Все эти деятели считают себя на голову выше людей, каждый из которых, даже самый ничтожный, стоит гораздо больше них; пристало ли всеведущим господам‑практикам болтать такой вздор? Вы толкуете о фактах, согласитесь же с фактами: большинство великих писателей древности, средних веков, современной Англии были великими государственными мужами, если только снисходили до политики. «Я не стал объяснять им, – замечает Альфьери, повествуя о своем отказе от должности посла, – что для меня их дипломатия и депеши значат гораздо меньше, чем написанные мною или даже кем‑то другим трагедии; ведь людей такого рода образумить невозможно: они не могут и не должны переменить веру».

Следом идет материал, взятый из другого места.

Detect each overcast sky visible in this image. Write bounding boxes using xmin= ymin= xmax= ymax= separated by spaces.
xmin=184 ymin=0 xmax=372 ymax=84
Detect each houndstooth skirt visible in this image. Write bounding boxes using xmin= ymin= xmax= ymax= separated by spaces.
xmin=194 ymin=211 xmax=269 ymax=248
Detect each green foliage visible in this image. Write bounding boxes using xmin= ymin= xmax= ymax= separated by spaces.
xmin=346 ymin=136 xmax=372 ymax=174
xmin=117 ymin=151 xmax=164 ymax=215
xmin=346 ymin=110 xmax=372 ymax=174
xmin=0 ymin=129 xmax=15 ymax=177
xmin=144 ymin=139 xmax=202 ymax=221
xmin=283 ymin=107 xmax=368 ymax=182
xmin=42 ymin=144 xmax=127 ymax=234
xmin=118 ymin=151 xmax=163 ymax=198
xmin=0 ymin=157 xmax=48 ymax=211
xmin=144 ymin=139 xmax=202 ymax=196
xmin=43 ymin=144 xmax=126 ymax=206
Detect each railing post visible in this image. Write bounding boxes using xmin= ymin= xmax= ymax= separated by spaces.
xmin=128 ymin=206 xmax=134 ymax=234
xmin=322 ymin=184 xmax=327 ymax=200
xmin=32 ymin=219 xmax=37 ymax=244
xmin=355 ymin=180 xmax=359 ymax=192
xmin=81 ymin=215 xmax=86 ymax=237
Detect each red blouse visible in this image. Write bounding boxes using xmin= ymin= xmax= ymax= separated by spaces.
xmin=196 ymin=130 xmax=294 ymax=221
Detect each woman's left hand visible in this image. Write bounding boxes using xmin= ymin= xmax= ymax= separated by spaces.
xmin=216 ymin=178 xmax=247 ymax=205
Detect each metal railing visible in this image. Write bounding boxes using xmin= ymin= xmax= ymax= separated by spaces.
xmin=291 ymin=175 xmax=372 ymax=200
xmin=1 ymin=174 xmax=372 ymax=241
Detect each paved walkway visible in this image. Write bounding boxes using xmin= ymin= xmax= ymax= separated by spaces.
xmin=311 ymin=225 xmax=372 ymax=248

Кто из французов был лучшим литератором, чем Л’Опиталь, преемник Горация, или ловкий посол д’Осса, или Ришелье, этот человек острого ума, которому мало было решать спорные вопросы, сочинять записки и истории и который только и делал, что изобретал сюжеты для пьесы, кропал стишки в компании Мальвиля и Буаробера и в муках рождал Академию и «Большую пастораль» *? Разве он стал великим министром оттого,, что был скверным писателем? Впрочем, дело ведь не в большем или меньшем таланте, дело в страсти марать бумагу; меж тем сам г‑н де л’Эмпирей * не выказал больше пыла и щедрости, борясь за место на Парнасе, чем кардинал, истративший на постановку своей трагикомедии «Мирам» двести тысяч экю! Если бы можно было знать наверняка, что всякий посредственный поэт, занявшись политикой, станет превосходным государственным деятелем, из этого следовало бы, что всякий превосходный поэт станет государственным деятелем средней руки: но разве талант стихотворца убил талант политика в Солоне, элегическом поэте, не уступающем Симониду; в Перикле, который изменял музам, дабы покорять афинян великолепными речами, в Фукидиде и Демосфене, которые подняли на такую недосягаемую высоту славу писателя и оратора, хотя и отдавали свои силы воинскому ремеслу и публичному красноречию? Разве литературный дар уничтожил гений Ксенофонта, который, обдумывая «Киропедию», участвовал в «Отступлении десяти тысяч», разве помешал он двум Сципионам * – другу Лелия и покровителю Теренция, или Цицерону, царю словесности и отцу отечества, наконец Цезарю, автору сочинений по грамматике, астрономии, религии, литературе, сопернику Архилоха в сатире, Софокла в трагедии, Демосфена в красноречии, создателю «Записок», равных которым не написать ни одному историку? f

Впрочем, сколько ни приводи примеров, в нашей стране дар сочинителя, безусловно превосходящий все прочие таланты, ибо он не исключает ни одного из них, всегда будет препятствовать политическому успеху: в самом деле, какая польза в высоком уме? он ни на что не годен. Французские глупцы, особая и сугубо национальная порода людей, ни в грош не ставят французских Гроциев, Фридрихов, Бэконов, Томасов Моров, Спенсеров, Фолклендов, Кла‑рендонов, Болингброков, Берков и Каннингов.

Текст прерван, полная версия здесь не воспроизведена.